Converting Numpy data to LaTeX tables
In this section we briefly demonstrate how to convert data stored in Numpy arrays to a Pandas dataframe and then use one of the export methods to automatically generate LaTeX code for inclusion in a report.
Three columns of random data are generated in the arrays x, y, z, before being combined with the Numpy hstack command. A list of column labels is created, which is then passed into the pd.Dataframe command with the numpy array to create a new dataframe.
x = np.linspace(0,9,10).reshape([10,1])*5
y = np.linspace(10,19,10).reshape([10,1])*10
z = np.random.rand(10).reshape([10,1])*15
output = np.hstack((x,y,z))
column_labels = ['X', 'Y', 'Z']
output_dataframe = pd.DataFrame(output, columns = column_labels)
At this point all that needs to be done to convert to a LaTeX table is to call the to_latex() method on the dataframe and print the output. The index=None argument here specifies that we don't wish to include the Pandas row numbering index in our final table.
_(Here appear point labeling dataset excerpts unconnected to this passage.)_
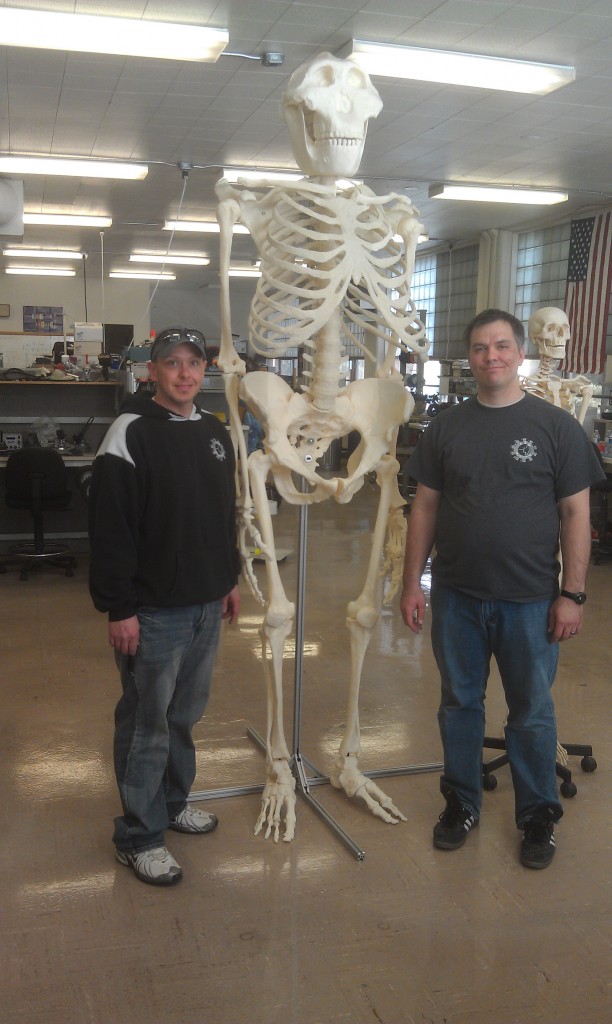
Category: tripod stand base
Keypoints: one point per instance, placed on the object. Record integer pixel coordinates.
(303, 783)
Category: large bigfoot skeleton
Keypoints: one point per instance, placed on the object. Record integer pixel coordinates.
(549, 329)
(329, 259)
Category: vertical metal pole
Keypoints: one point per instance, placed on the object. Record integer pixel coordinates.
(300, 603)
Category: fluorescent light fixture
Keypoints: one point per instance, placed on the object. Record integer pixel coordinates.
(482, 194)
(92, 34)
(260, 174)
(162, 259)
(67, 220)
(144, 275)
(40, 271)
(73, 166)
(43, 253)
(206, 226)
(451, 68)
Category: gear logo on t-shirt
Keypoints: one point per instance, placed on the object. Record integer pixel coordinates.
(523, 450)
(218, 450)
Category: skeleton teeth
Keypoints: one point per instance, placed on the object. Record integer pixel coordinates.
(334, 140)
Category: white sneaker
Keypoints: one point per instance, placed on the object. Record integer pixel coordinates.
(157, 867)
(191, 819)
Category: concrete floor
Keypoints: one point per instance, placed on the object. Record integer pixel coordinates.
(300, 933)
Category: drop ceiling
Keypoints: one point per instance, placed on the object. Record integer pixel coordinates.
(166, 113)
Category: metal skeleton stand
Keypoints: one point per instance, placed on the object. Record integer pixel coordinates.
(299, 764)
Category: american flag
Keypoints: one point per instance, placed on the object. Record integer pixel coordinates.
(587, 293)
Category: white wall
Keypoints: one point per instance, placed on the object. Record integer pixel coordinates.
(200, 308)
(122, 302)
(126, 302)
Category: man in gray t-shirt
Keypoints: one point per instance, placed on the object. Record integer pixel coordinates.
(500, 479)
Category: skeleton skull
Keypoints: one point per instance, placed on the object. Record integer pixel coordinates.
(549, 329)
(326, 107)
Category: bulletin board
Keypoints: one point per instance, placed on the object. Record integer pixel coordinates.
(43, 320)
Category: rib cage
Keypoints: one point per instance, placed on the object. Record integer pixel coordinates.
(319, 255)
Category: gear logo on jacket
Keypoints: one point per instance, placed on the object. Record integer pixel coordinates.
(523, 451)
(218, 450)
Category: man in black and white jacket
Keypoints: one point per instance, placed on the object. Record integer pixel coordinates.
(165, 568)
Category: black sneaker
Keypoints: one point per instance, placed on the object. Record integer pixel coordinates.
(537, 847)
(454, 823)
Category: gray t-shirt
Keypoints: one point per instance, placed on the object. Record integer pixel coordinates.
(501, 472)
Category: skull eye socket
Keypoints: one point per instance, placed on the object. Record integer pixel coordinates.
(324, 76)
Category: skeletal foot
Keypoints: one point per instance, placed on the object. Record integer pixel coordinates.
(345, 775)
(278, 795)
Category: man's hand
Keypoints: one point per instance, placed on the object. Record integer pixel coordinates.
(124, 635)
(231, 605)
(411, 605)
(565, 619)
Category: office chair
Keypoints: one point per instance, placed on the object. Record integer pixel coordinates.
(583, 751)
(36, 479)
(601, 550)
(567, 787)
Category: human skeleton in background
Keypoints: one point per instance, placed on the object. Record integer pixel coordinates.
(549, 329)
(329, 259)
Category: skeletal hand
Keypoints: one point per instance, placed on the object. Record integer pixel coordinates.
(278, 795)
(346, 775)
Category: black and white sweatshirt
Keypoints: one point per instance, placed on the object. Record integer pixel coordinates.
(162, 511)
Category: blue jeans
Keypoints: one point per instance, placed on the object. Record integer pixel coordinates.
(466, 633)
(166, 686)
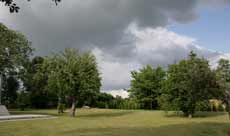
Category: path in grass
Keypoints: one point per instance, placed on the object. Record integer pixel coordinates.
(95, 122)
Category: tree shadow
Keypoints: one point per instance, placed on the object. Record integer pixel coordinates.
(190, 129)
(196, 115)
(104, 114)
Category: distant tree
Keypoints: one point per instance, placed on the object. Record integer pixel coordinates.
(72, 74)
(146, 85)
(223, 74)
(188, 83)
(13, 7)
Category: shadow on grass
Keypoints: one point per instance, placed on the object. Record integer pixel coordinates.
(196, 115)
(45, 112)
(190, 129)
(101, 114)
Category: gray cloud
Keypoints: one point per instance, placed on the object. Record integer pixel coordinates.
(104, 26)
(83, 24)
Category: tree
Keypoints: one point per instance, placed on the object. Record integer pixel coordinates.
(71, 75)
(9, 94)
(35, 84)
(188, 83)
(146, 85)
(13, 7)
(223, 74)
(15, 51)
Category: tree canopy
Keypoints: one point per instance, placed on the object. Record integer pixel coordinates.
(189, 82)
(72, 75)
(146, 85)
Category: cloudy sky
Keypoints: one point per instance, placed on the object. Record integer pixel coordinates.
(126, 34)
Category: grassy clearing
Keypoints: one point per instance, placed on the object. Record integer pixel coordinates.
(98, 122)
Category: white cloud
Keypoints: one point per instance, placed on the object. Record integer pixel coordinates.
(157, 47)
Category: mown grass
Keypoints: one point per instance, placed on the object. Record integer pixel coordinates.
(98, 122)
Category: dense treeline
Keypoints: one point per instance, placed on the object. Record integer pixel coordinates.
(71, 79)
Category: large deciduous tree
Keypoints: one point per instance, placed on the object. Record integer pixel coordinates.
(146, 85)
(189, 82)
(72, 74)
(15, 51)
(223, 74)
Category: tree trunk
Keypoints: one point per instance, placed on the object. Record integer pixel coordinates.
(229, 115)
(73, 108)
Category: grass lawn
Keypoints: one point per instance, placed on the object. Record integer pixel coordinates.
(98, 122)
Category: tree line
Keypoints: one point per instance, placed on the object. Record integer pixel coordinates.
(71, 79)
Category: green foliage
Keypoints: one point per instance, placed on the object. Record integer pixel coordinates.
(71, 75)
(223, 75)
(9, 93)
(146, 86)
(188, 83)
(15, 51)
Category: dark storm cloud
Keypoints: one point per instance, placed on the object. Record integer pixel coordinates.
(104, 25)
(83, 24)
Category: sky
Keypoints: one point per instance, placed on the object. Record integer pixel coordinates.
(126, 35)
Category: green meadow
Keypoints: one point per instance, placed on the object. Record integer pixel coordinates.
(100, 122)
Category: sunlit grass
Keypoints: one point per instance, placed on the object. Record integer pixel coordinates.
(98, 122)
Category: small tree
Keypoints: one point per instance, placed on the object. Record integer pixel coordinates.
(71, 75)
(188, 83)
(146, 86)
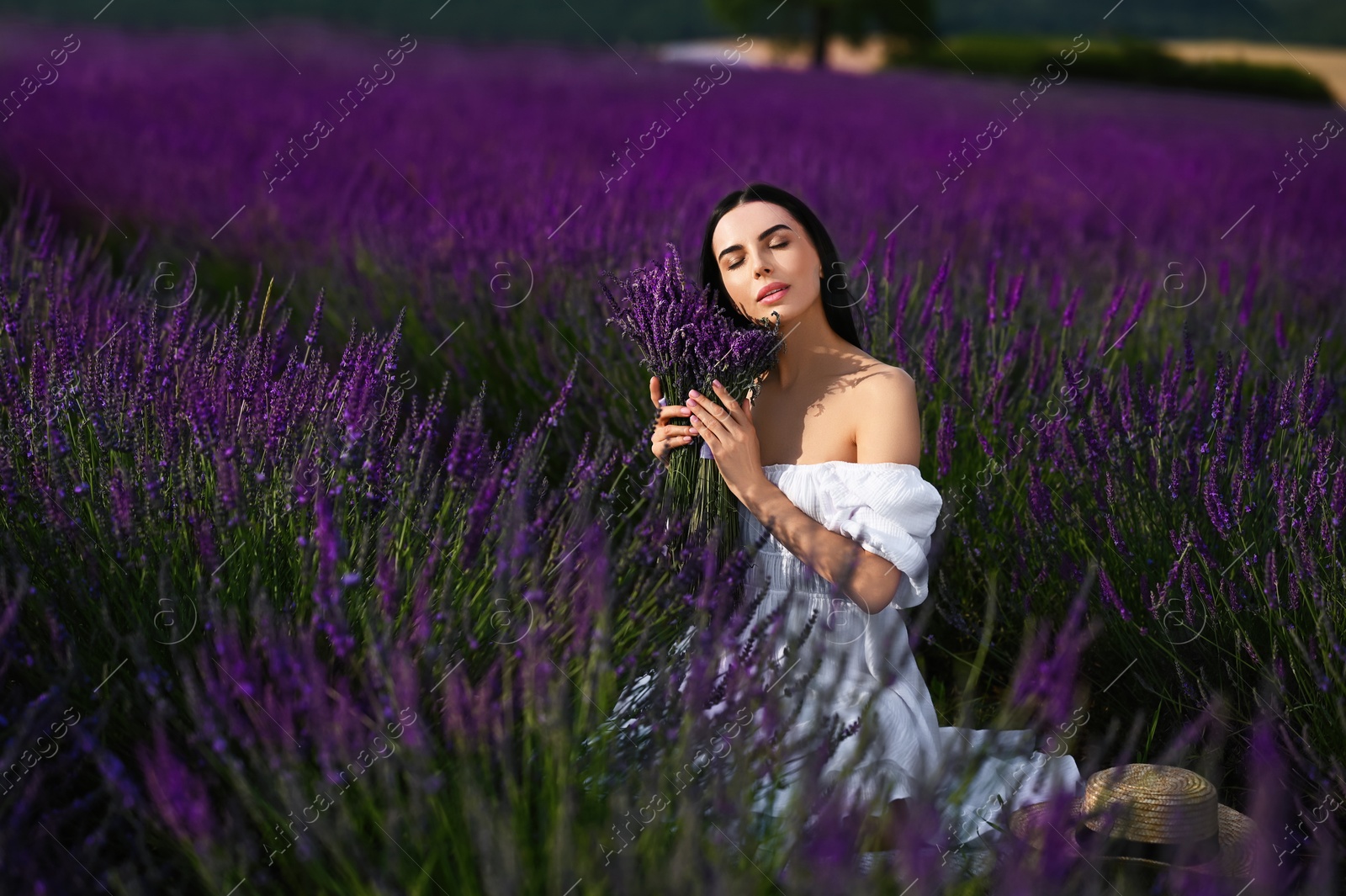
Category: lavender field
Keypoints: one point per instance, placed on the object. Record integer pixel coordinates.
(315, 446)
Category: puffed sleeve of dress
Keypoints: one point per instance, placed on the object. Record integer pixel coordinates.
(890, 510)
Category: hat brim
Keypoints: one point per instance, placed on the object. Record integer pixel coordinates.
(1236, 832)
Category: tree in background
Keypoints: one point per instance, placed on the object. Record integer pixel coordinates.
(909, 20)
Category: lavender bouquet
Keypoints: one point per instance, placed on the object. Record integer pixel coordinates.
(686, 341)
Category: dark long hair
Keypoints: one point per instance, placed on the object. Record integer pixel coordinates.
(836, 292)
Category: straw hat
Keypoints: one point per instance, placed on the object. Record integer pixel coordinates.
(1151, 814)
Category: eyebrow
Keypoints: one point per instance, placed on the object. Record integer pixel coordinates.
(760, 236)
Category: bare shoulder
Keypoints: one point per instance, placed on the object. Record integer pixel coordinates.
(875, 381)
(888, 427)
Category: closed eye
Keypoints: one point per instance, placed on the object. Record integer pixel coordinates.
(778, 245)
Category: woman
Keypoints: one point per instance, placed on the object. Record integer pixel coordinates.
(827, 460)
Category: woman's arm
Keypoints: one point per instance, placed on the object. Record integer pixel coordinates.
(872, 581)
(890, 432)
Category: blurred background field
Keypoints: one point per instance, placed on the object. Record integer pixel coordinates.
(296, 437)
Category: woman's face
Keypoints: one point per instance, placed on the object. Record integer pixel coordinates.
(760, 248)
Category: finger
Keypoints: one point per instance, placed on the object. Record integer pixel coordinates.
(707, 427)
(707, 406)
(730, 404)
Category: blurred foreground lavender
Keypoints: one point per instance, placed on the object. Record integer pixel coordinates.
(233, 559)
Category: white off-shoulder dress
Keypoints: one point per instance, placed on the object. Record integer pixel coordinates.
(892, 512)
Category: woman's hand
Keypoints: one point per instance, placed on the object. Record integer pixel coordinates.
(733, 437)
(666, 436)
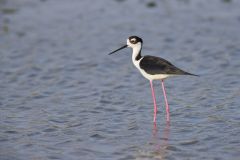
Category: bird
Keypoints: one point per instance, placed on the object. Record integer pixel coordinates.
(152, 68)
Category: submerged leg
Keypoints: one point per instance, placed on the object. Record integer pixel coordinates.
(154, 102)
(166, 101)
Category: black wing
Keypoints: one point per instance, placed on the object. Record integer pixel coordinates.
(156, 65)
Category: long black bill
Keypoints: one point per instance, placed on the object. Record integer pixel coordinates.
(118, 49)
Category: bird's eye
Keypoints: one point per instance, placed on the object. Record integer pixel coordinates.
(133, 41)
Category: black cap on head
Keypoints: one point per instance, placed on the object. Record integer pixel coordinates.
(135, 39)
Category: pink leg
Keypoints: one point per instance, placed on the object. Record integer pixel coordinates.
(166, 101)
(154, 102)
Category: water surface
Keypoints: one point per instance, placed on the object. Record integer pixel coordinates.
(63, 97)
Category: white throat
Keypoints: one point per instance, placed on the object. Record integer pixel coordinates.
(136, 49)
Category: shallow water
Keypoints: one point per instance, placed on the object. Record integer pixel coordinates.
(63, 97)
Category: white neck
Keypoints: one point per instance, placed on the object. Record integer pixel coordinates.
(136, 51)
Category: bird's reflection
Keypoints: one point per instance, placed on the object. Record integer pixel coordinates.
(160, 141)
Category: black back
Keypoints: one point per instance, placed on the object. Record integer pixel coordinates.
(156, 65)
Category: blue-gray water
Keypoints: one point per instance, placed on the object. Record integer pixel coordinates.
(62, 96)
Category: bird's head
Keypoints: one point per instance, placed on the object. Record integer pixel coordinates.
(132, 42)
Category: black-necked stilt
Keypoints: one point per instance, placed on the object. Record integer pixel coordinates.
(152, 68)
Combining Pandas with the Statsmodels library
Arbitrary data representing the number of drinks sold as a function of number of drinks dispensers is used here to demonstrate how to perform a simple linear regression, and the compatibility between Pandas and Statsmodels.
In the following code segment we import the statsmodels api, read the data into a Pandas dataframe and fit an ordinary least squares regression using statsmodels. The residuals of the model are then plotted using the statsmodels plot_regress_exog function. As seen below the formula input, statistical summary and residual plots are all 'R' style, the short number of lines needed to produce these outputs demonstrates Pandas ability to bridge the gap between Python and R like stats languages.
import statsmodels.api as sm
Data = { 'Dispensers': Dispensers, 'Dispensers2': Dispensers**2,'Sales': Sales}
df2 = pd.DataFrame(Data,columns=['Dispensers','Sales','Dispensers2'])
linear_model2 = sm.formula.ols(formula='Sales ~ Dispensers+Dispensers2',data=df2).fit()
linear_model2.summary()
Now we have the linear model we plot the residuals below.
fig = plt.figure(figsize=(12,8))
fig=sm.graphics.plot_regress_exog(linear_model2,'Dispensers',fig=fig)
The full demonstration, exercises and a set of solutions are available on the VM and the links provided at the start of this post. The exercises include a question on sorting through a dataset of films and their ratings. Resources for further reading about Pandas are also included in the demonstration file.